Upon doing some research, I come to find out that it is something of a miracle that I haven't had a major acute attack.  All of the allergy medications I take except for plain Mucinex, can cause an acute attack in someone with Narrow Angle.  Even my Ranitidine that I take for acid stomach can cause one. Good thing I have lots of ginger ale and some Gaviscon in the house!   At least my aspirin and Tylenol are safe.  (And this week no aspirin or ibuprofen because of upcoming surgery.)  I will, of course, speak with my doctor about which medicines will be safe for me going forward, but for right now, I'm looking at major changes in habits.  I will also have to limit caffeine intake; something I was planning on doing anyway, as being able to sleep would be nice.

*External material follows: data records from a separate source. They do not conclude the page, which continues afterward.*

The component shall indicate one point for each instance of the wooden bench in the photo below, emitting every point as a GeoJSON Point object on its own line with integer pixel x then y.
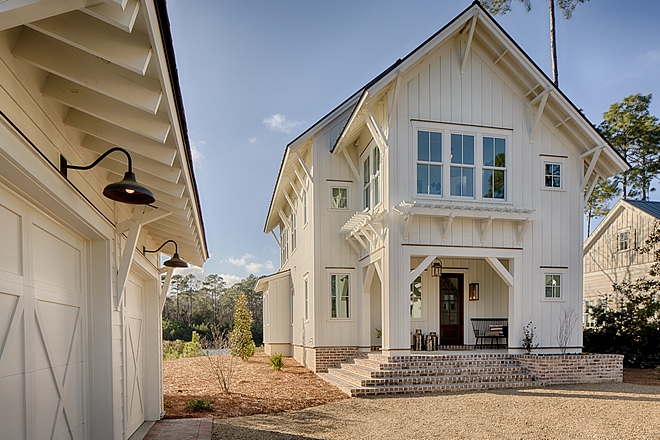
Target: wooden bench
{"type": "Point", "coordinates": [493, 328]}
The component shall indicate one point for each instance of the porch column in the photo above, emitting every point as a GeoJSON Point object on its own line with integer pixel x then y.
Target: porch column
{"type": "Point", "coordinates": [395, 300]}
{"type": "Point", "coordinates": [515, 305]}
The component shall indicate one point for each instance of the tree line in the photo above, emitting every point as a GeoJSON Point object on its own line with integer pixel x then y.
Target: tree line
{"type": "Point", "coordinates": [208, 305]}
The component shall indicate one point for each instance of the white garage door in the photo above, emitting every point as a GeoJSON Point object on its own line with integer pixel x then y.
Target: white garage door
{"type": "Point", "coordinates": [134, 339]}
{"type": "Point", "coordinates": [42, 326]}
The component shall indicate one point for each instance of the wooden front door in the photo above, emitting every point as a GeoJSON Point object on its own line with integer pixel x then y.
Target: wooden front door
{"type": "Point", "coordinates": [451, 309]}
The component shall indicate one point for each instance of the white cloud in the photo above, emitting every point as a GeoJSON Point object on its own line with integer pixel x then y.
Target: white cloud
{"type": "Point", "coordinates": [230, 280]}
{"type": "Point", "coordinates": [652, 56]}
{"type": "Point", "coordinates": [278, 122]}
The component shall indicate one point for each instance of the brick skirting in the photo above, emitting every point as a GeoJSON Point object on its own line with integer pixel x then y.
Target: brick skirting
{"type": "Point", "coordinates": [574, 368]}
{"type": "Point", "coordinates": [326, 357]}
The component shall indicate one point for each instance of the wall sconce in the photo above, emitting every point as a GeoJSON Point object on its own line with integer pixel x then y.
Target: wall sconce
{"type": "Point", "coordinates": [436, 268]}
{"type": "Point", "coordinates": [127, 190]}
{"type": "Point", "coordinates": [473, 293]}
{"type": "Point", "coordinates": [175, 261]}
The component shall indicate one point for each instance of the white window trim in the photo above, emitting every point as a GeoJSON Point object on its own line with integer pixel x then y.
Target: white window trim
{"type": "Point", "coordinates": [479, 133]}
{"type": "Point", "coordinates": [562, 162]}
{"type": "Point", "coordinates": [562, 272]}
{"type": "Point", "coordinates": [351, 288]}
{"type": "Point", "coordinates": [348, 197]}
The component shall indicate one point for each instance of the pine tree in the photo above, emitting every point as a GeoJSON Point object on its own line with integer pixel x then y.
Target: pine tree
{"type": "Point", "coordinates": [240, 337]}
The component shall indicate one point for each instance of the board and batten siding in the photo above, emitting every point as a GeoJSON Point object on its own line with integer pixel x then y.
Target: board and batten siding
{"type": "Point", "coordinates": [486, 95]}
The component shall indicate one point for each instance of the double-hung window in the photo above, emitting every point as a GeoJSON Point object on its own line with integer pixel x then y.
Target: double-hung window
{"type": "Point", "coordinates": [339, 296]}
{"type": "Point", "coordinates": [429, 162]}
{"type": "Point", "coordinates": [493, 180]}
{"type": "Point", "coordinates": [461, 180]}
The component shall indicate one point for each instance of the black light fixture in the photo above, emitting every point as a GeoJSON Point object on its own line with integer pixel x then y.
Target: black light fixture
{"type": "Point", "coordinates": [436, 268]}
{"type": "Point", "coordinates": [127, 190]}
{"type": "Point", "coordinates": [473, 293]}
{"type": "Point", "coordinates": [175, 261]}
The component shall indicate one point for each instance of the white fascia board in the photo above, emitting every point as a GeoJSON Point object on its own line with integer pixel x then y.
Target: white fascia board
{"type": "Point", "coordinates": [156, 38]}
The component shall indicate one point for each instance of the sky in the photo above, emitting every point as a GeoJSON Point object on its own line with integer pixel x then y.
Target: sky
{"type": "Point", "coordinates": [256, 74]}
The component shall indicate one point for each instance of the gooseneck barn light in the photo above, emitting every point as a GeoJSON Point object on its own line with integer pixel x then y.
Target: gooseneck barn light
{"type": "Point", "coordinates": [175, 261]}
{"type": "Point", "coordinates": [127, 190]}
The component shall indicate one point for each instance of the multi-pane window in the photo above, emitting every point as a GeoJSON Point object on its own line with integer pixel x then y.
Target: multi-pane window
{"type": "Point", "coordinates": [429, 162]}
{"type": "Point", "coordinates": [553, 286]}
{"type": "Point", "coordinates": [494, 169]}
{"type": "Point", "coordinates": [339, 295]}
{"type": "Point", "coordinates": [416, 298]}
{"type": "Point", "coordinates": [552, 175]}
{"type": "Point", "coordinates": [306, 299]}
{"type": "Point", "coordinates": [461, 172]}
{"type": "Point", "coordinates": [339, 198]}
{"type": "Point", "coordinates": [284, 245]}
{"type": "Point", "coordinates": [623, 240]}
{"type": "Point", "coordinates": [293, 231]}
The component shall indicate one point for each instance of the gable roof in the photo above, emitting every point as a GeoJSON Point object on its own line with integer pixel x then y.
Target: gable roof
{"type": "Point", "coordinates": [615, 162]}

I find myself looking around the house at things I need to get done before surgery day, as though I won't be able to do them after.  (Well, some things I probably won't, at least for a week or two).  There is a story I want to finish writing, some more picture books to read aloud and record for my online friends, some general straightening up and cleaning up around here, too.

It's also hard not to be paranoid about my eyes now.  I've had fits off an on with feeling like the floaters NEVER get out of my way, at least now I know why.  Cataracts.  I am also having some dry eye feelings because of the Lumigan, so artificial tears are my friend. Every twinge, itch, and twitch are now suspect.  I'm driving myself nuts.  I'll just have to calm down.  It is very astounding how calm I felt when I was told all this, how I immediately agreed surgery was necessary, and given the two options, I opted for getting the cataracts and the glaucoma dealt with at the same time.  Less instances of trauma.

As I am trying not to freak out about the surgery and all the possibilities (good and bad) from that, I am also starting back to voice lessons after a long forced sabbatical due to my coach's health.  She is better now, and able to get to her piano, so we're on again.  Tomorrow morning at 10!

So, I still need to find time this week to read stories, write in my journal, and finish writing that fanfic I've been pondering over for more than a year.  Speaking of sleep, though, it's after 11pm, and I need to turn in.  Further reports as events (and inspirations) warrant!